# Empirically validating GBM assumptions

I'm trying to get a better grasp on the suitability of Geometric Brownian Motion as a model for asset prices, and I've stumbled across a hurdle which I can't seem to get over. Assuming GBM, the asset price is given by

$$S_t = S_0 \exp\{ (\mu - \frac{1}{2}\sigma^2)t + \sigma W_t \}$$,

which implies that daily log-returns are normally distributed:

$$\log(\frac{S_{t+1}}{S_t}) \sim \mathcal{N}(\mu - \frac{1}{2}\sigma^2, \sigma^2)$$.
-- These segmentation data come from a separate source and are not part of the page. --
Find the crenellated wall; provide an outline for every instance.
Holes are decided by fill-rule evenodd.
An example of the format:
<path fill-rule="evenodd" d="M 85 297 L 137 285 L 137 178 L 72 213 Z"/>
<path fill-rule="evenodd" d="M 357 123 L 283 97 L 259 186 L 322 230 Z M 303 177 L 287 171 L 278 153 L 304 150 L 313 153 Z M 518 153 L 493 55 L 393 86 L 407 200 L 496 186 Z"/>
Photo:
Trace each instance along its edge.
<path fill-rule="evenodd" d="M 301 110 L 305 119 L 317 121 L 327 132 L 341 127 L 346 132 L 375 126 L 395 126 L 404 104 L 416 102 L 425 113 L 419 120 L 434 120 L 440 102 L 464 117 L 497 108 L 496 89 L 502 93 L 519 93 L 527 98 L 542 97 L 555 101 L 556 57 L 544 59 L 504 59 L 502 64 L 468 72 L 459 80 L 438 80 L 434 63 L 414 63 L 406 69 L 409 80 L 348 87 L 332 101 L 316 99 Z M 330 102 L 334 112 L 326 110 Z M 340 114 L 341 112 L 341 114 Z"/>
Now my problem is: how would you go about verifying this with empirical data? If I compute the sample mean of log-returns with real data, then I have to already assume the model in order to extract the drift $$\mu$$ by subtracting half the variance. Is there a way to get the drift term directly from the data, without assuming the model? Or is the drift simply a theoretical quantity postulated in the SDE

$$dS_t = S_t (\mu dt + \sigma W_t)$$

which defines GBM? I.e. does the drift correspond to any computable statistical quantity?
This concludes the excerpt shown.